The Queen, with a clear and direct connection to the Second World War, in April 2020 referred to her first broadcast, in 1940, and to possibly the most well-known song associated with that conflict. Discussions of whether it makes for an easy model for helping the mind digest what is happening, or whether it is cheap and lazy thinking will go on, and there are pros and cons; what is undeniable is that the crisis has, just as in 1914, been taken up by commercial advertising.
Within a couple of weeks of the outbreak of the First World War commercial marketing writers were using war terminology to help sell their products, ranging from the fairly drole ‘Business as Usual, during European alterations’ in TheBoot and Shoe Retailer,September 1914,to ‘It’s along way to Tipperary but it doesn’t seem a long way if you are wearing Wood-Milne rubber heels and tips’ in the Daily Sketch, December 1914. Some of these can be perhaps excused, as they were advertisements for products such as cigarettes, toffee, or shaving soap, which were of direct use by soldiers. There were even advertisements that made puns on the Somme/some, as in February 1917 The Tatler carried an advertisement for Gibbs’ shaving soap with the headline: ‘“Somme” shave – It is really “some” soap, this Gibbs’s.’ Commercial companies sponsored food parcels and phrasebooks for soldiers, making sure their names were associated to the product. Was this support or exploitation, or did it uncomfortably embrace both?

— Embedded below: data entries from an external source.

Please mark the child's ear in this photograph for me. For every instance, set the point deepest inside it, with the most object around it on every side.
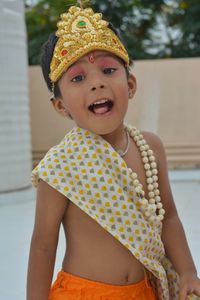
(132, 86)
(60, 107)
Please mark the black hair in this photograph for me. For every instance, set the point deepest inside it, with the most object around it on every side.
(46, 58)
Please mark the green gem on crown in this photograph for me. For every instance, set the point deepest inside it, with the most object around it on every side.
(81, 24)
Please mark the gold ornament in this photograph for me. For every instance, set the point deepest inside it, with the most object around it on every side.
(81, 31)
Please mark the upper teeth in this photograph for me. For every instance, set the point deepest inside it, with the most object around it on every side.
(101, 101)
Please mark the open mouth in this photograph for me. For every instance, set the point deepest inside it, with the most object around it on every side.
(101, 107)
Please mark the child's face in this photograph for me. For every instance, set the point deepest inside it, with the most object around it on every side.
(96, 76)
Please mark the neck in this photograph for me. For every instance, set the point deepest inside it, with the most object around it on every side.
(117, 138)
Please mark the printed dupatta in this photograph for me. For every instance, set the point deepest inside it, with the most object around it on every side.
(90, 173)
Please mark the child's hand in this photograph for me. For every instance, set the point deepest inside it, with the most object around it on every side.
(189, 284)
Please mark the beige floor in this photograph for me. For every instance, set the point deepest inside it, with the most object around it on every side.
(16, 222)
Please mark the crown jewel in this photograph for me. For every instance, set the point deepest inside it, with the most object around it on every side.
(81, 31)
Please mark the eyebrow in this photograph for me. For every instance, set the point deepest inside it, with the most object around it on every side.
(81, 60)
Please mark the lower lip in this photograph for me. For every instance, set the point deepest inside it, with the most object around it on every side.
(108, 113)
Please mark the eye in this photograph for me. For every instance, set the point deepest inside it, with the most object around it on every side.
(109, 70)
(78, 78)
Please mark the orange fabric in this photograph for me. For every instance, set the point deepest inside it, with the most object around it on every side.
(71, 287)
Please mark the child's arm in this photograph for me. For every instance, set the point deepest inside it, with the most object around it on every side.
(50, 209)
(173, 235)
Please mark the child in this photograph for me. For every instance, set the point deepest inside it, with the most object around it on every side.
(105, 182)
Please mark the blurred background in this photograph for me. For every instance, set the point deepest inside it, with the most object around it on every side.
(163, 39)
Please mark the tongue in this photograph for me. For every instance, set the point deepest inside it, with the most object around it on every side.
(101, 110)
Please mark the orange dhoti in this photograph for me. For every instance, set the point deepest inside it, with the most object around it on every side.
(71, 287)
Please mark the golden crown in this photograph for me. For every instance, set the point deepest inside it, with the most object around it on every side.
(81, 31)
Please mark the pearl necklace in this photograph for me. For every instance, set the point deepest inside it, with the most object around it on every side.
(120, 151)
(152, 208)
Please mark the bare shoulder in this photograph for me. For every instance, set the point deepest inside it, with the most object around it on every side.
(51, 206)
(155, 143)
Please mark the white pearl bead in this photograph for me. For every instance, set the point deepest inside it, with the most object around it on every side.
(145, 202)
(142, 148)
(136, 182)
(137, 132)
(155, 178)
(162, 211)
(160, 217)
(133, 175)
(155, 185)
(149, 180)
(151, 194)
(152, 158)
(138, 190)
(150, 187)
(150, 152)
(157, 198)
(136, 138)
(149, 173)
(142, 193)
(144, 153)
(145, 160)
(152, 218)
(159, 205)
(154, 207)
(139, 143)
(143, 142)
(153, 165)
(147, 213)
(147, 166)
(152, 200)
(155, 171)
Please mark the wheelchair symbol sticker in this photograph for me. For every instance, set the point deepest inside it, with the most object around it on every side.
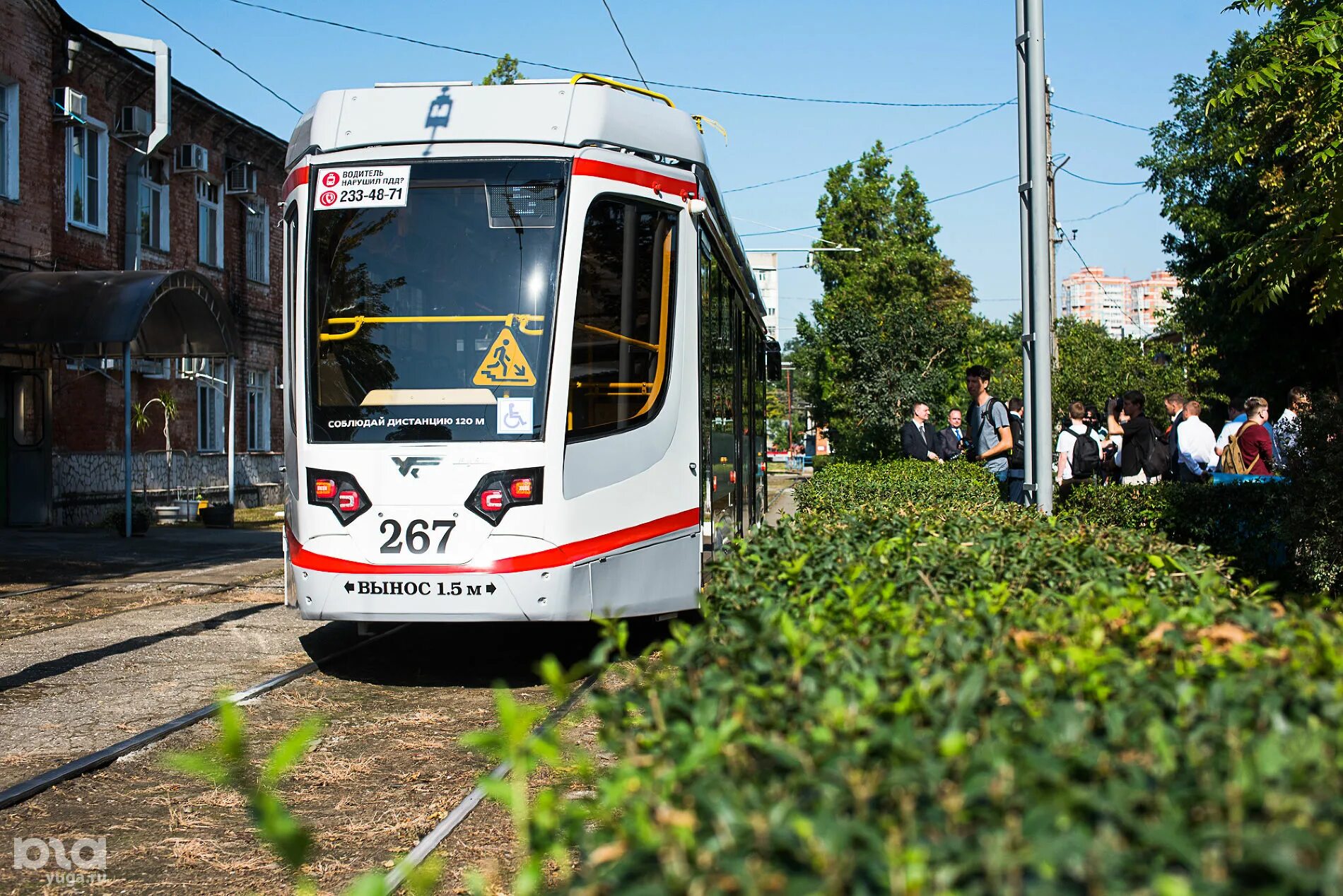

As then so now; television advertisements run sequences indicating support for the NHS, with company tags at the end. The companies are in some cases running charitable campaigns, supplying food to the needy, or they may be just encouraging viewers to follow government guidelines. Again the moral ground has hazy edges: health-workers need to relax, and surely many would benefit from the products of a major multinational communications company; many people are going hungry and will undoubtedly benefit from the charitable distribution of food by a major supermarket chain; much extra revenue will accrue from customers who will feel that in buying the products of these companies they are supporting the companies’ support. The end recipients of the revenue will include health services, those who benefit from the charities, and the bank balances of the companies involved.
The language of war in 1914-18 was used for commercial gain; the new ‘front line workers’ are being used in the same way now. At the same time charities benefit and campaigns to overcome the virus succeed. Government public information campaigns sit in the same space as commercial advertising; they use the language of commerce. Capital-based economics will always see more commercial potential in being part of the treatment rather than prevention; just as in 1914, money is the language of war.